Systemcenter und vCloud im Vergleich

Die Cloud-Tools von VMware und Microsoft: Wer hat die bessere Cloud-Verwaltung?

| Autor / Redakteur: Johann Baumeister / Ulrich Roderer

Mit System Center App Controller legt Microsoft die Verwaltung der Cloud Dienste in die Hände der Anwender.
Mit System Center App Controller legt Microsoft die Verwaltung der Cloud Dienste in die Hände der Anwender.

Um Clouds und virtuelle Strukturen zu verwalten benötigt man entsprechende Werkzeuge. Wir haben uns die Toolsets von Microsoft und VMware angesehen und stellen sie hier vor.

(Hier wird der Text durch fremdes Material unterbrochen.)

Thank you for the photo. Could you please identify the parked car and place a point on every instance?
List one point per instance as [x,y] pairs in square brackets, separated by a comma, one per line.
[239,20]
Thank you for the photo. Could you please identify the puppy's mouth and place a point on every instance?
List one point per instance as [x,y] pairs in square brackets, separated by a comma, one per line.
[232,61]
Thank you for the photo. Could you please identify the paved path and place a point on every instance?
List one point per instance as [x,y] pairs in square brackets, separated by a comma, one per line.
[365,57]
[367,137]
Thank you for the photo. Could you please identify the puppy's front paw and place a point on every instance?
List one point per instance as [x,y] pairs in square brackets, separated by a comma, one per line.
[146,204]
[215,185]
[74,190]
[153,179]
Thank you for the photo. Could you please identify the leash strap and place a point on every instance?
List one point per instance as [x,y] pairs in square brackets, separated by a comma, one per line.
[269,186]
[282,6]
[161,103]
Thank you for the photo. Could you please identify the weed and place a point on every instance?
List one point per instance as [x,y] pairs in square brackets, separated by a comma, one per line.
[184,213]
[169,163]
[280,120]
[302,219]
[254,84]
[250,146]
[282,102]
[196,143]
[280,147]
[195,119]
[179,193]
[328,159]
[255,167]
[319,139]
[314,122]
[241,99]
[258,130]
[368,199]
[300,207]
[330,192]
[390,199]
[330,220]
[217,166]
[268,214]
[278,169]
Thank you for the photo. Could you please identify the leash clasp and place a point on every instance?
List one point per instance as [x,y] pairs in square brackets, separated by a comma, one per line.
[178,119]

Microsoft fasst seine Tools zur Verwaltung von Cloud und virtuellen Strukturen unter der Dachmarke des System Centers zusammen. Es wurde im Frühjahr in der Version 2012 neu aufgelegt und umfasst mittlerweile acht Verwaltungsmodule. Der Großteil der Module wurde in den vergangen Jahren ausgebaut und an die Cloud-Paradigmen angepasst.

System Center Virtual Machine Manager

Das zentrale Produkt zur Verwaltung von Cloud und virtuellen Umgebungen ist der Virtual Machine Manager. Der Virtual Machine Manger umfasst die Funktionsblöcke der Ressourcenverwaltung, das Deployment der virtuellen Maschine, die Verwaltung von Netzwerkanschlüssen und vieles mehr, was für Cloud-Strukturen verlangt werden. Die Server, die Speichersysteme und die Netzwerkanschlüsse stellen die Hardware der Cloud dar. Sie alle werden, ganz der Theorie folgend, vorher in Ressourcen-Pools zusammengefasst.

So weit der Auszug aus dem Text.